Let's check the truth table or these operators to visualize this:

``````a | b | a AND b     a | b | a OR b     a | b | a XOR b
---------------     --------------     ---------------
0 | 0 | 0           0 | 0 | 0          0 | 0 | 0
0 | 1 | 0           0 | 1 | 1          0 | 1 | 1
1 | 0 | 0           1 | 0 | 1          1 | 0 | 1
1 | 1 | 1           1 | 1 | 1          1 | 1 | 0
``````

As you can see, the output of `and` has more chances to be "0" and the output of `or` has more chances to be "1". Only the output of `xor` is balanced. This makes it interesting for hash functions. You can combine numbers and because of its balanced output, you reduce the chances of two keys clashing.

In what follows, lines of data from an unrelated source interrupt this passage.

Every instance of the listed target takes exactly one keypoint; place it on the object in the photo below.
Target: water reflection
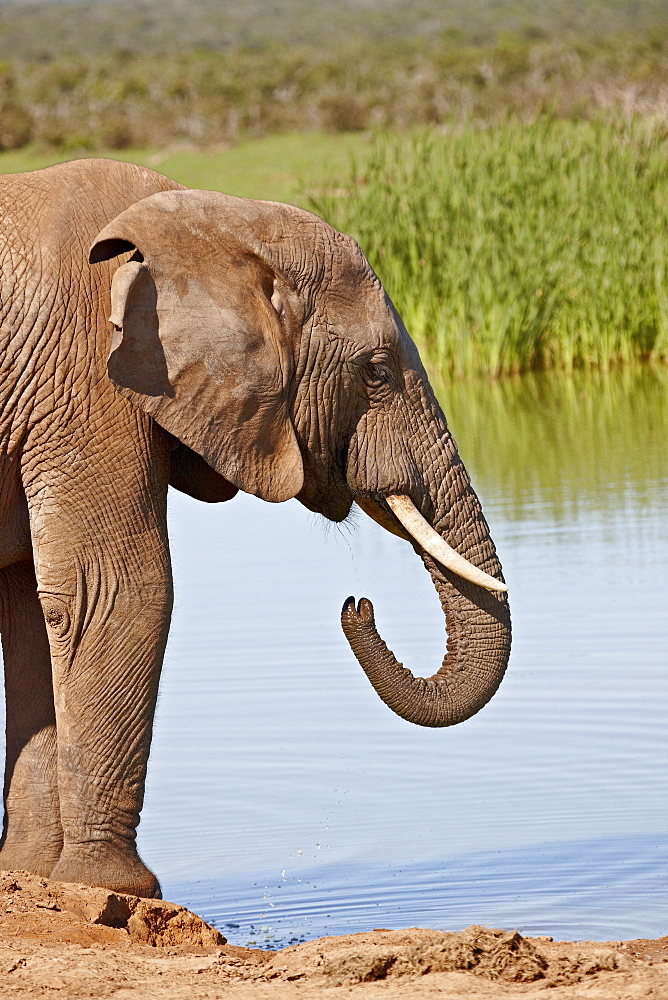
(547, 446)
(273, 758)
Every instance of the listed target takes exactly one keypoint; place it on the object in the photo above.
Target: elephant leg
(32, 835)
(104, 583)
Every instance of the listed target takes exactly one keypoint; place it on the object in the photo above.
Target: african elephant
(251, 347)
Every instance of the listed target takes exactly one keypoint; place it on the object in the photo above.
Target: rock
(153, 922)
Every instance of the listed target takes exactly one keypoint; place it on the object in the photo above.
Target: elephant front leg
(107, 640)
(32, 834)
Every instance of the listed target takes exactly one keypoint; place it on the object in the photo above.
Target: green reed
(517, 246)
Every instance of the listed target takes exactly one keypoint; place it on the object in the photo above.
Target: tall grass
(518, 247)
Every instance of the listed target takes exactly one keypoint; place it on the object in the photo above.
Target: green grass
(506, 249)
(274, 169)
(518, 247)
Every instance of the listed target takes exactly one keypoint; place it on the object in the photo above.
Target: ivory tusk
(406, 512)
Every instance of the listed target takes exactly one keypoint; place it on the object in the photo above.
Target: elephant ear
(202, 344)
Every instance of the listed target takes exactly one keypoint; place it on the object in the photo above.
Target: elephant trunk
(477, 620)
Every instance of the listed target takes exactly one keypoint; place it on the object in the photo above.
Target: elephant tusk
(420, 529)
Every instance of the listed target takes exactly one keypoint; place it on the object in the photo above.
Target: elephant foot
(101, 864)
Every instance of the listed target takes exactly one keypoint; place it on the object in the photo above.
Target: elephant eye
(377, 375)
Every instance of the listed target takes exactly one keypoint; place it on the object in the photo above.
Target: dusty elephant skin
(151, 335)
(80, 942)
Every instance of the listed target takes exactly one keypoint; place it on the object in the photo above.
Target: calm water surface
(285, 801)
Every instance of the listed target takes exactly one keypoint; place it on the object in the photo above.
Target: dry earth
(77, 943)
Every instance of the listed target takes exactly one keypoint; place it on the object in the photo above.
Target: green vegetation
(516, 207)
(272, 168)
(518, 247)
(198, 99)
(49, 30)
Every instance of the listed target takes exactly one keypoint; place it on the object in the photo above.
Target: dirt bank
(74, 942)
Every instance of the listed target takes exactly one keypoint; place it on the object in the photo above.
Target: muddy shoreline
(79, 942)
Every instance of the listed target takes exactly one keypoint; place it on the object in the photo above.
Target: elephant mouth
(398, 514)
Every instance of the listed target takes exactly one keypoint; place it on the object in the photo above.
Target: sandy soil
(78, 943)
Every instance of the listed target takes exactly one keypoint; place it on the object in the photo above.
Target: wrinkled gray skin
(252, 347)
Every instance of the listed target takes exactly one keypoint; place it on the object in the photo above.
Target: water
(285, 801)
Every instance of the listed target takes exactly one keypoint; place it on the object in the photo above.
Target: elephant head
(261, 338)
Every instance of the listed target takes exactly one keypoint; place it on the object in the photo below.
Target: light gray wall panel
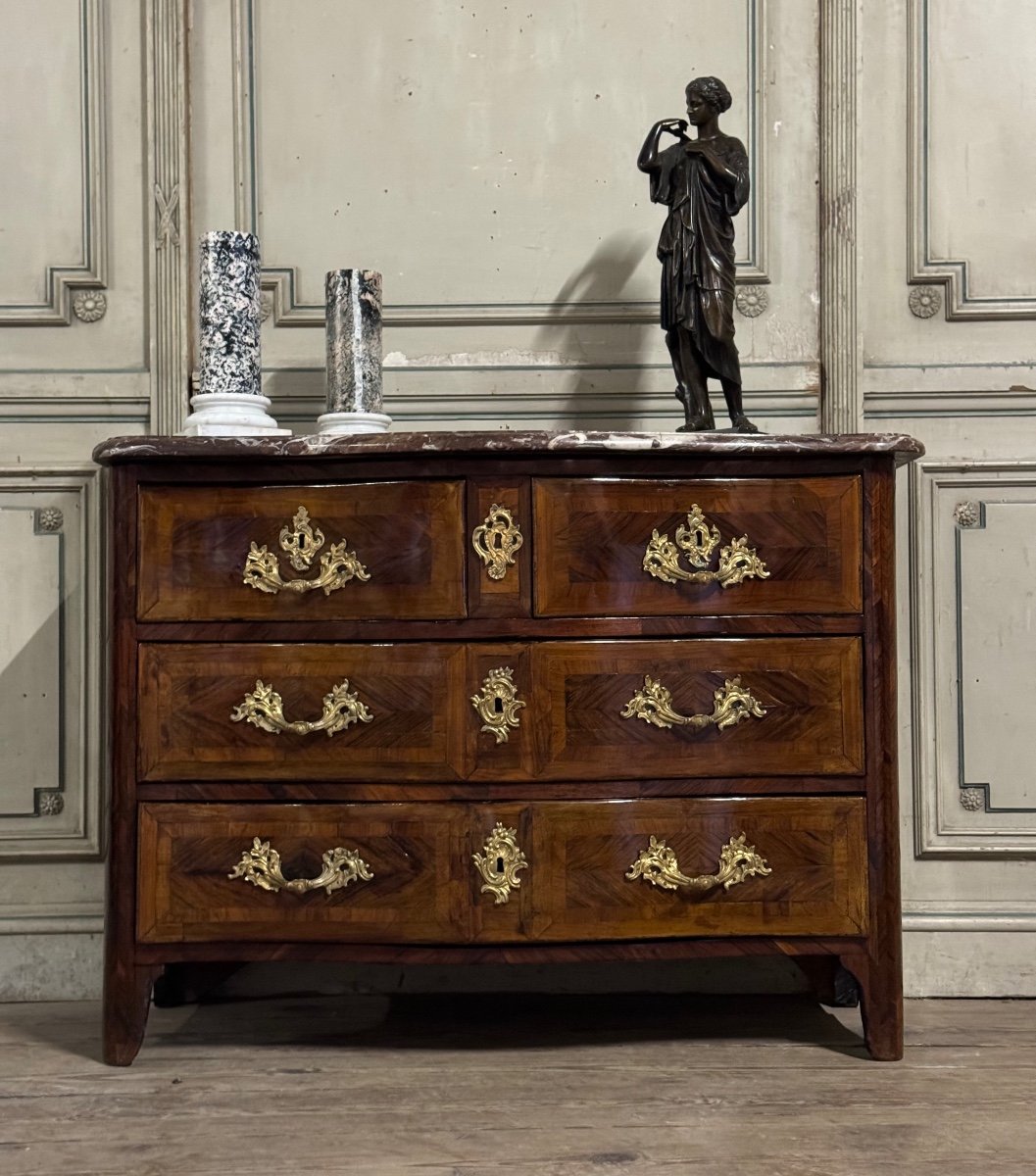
(49, 665)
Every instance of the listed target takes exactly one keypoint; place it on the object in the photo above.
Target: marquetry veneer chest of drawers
(521, 698)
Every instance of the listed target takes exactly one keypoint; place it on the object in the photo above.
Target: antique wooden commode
(510, 697)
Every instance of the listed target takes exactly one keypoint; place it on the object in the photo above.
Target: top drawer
(366, 551)
(653, 548)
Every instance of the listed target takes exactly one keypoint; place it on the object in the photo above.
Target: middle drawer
(533, 710)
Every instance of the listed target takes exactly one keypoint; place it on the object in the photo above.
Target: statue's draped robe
(696, 246)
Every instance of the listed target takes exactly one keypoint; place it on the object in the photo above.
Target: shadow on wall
(602, 379)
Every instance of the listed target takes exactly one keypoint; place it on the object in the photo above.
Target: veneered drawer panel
(188, 694)
(407, 538)
(592, 538)
(793, 707)
(417, 889)
(813, 847)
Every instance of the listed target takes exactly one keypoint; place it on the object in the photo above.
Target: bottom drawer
(557, 871)
(214, 873)
(808, 874)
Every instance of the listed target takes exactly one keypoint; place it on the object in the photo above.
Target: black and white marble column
(229, 401)
(353, 353)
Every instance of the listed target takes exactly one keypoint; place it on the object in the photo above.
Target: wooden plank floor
(519, 1086)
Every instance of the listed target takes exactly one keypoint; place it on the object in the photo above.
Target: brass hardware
(658, 864)
(698, 541)
(496, 540)
(337, 565)
(261, 865)
(499, 704)
(264, 709)
(730, 704)
(499, 863)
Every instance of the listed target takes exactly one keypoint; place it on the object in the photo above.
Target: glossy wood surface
(189, 692)
(427, 889)
(814, 846)
(194, 542)
(418, 891)
(592, 535)
(810, 688)
(814, 645)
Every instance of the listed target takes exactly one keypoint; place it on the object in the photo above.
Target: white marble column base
(341, 423)
(230, 415)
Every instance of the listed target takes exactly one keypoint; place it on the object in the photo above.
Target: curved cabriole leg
(127, 1001)
(881, 1005)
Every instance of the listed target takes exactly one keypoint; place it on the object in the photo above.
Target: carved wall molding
(169, 213)
(92, 270)
(63, 817)
(924, 301)
(949, 501)
(282, 281)
(89, 306)
(840, 330)
(752, 300)
(922, 266)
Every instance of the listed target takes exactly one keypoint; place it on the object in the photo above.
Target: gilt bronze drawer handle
(730, 704)
(698, 541)
(261, 865)
(499, 704)
(496, 540)
(337, 565)
(499, 863)
(658, 864)
(265, 710)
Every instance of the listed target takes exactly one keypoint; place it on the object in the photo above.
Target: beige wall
(481, 157)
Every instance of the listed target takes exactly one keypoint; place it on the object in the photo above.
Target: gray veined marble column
(353, 353)
(229, 401)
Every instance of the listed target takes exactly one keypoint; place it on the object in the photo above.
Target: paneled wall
(482, 157)
(949, 328)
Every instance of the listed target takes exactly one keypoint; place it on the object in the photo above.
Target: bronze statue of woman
(705, 182)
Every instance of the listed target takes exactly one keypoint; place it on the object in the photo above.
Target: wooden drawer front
(810, 689)
(592, 538)
(814, 847)
(418, 889)
(406, 536)
(188, 694)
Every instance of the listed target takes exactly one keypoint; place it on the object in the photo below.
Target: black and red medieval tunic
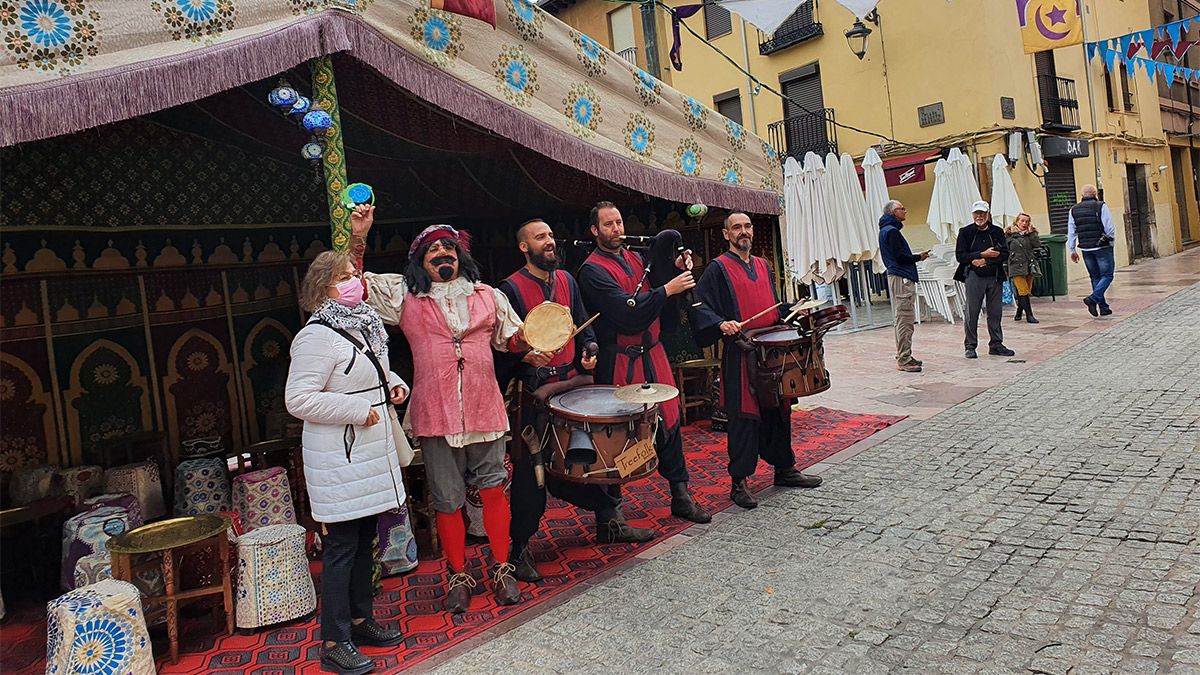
(528, 501)
(732, 290)
(630, 351)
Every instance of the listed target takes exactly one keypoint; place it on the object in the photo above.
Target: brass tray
(168, 535)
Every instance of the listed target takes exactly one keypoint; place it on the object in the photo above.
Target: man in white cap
(982, 250)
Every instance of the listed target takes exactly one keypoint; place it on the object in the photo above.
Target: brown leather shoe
(504, 585)
(459, 592)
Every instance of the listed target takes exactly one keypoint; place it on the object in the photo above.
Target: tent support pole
(324, 91)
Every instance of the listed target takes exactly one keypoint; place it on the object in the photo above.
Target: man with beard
(630, 352)
(453, 322)
(735, 286)
(541, 375)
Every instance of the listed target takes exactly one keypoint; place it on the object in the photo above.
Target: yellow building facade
(942, 75)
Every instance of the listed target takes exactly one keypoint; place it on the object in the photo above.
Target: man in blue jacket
(901, 264)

I know all this is a little bit abstract but in its most simple form, if you want to hash a list of numbers (or anything since everything is a number in a computer) into one number for a quick comparison, you can `xor` them all.

``````hashForPin = 4 ^ 2 ^ 9 ^ 6
hashForDad = 'd' ^ 'a' ^ 'd'
``````

Please bear in mind that there is a big problem with this, so don't use it in your code unless you know the consequences. It does a good job at avoiding collisions (the output being the same for other numbers or words), but it does not take order into account. That is to say, if you hash the word "dad" and the word "add", the result would be the same for both. This is why there are tons of hashing algorithms that are all way more complicated than just `xor`ing the numbers. But it is the building block for them.

Obviously the fact that the order don't matter could be exploited as well. It could be exactly what you want.

## Conclusion

Parts in code where you use bitwise operators are generally hard to read, therefore I encourage you to bury these under a specific function with a clear name. In order to give more examples, we will publish another article commenting a project using some of these principles.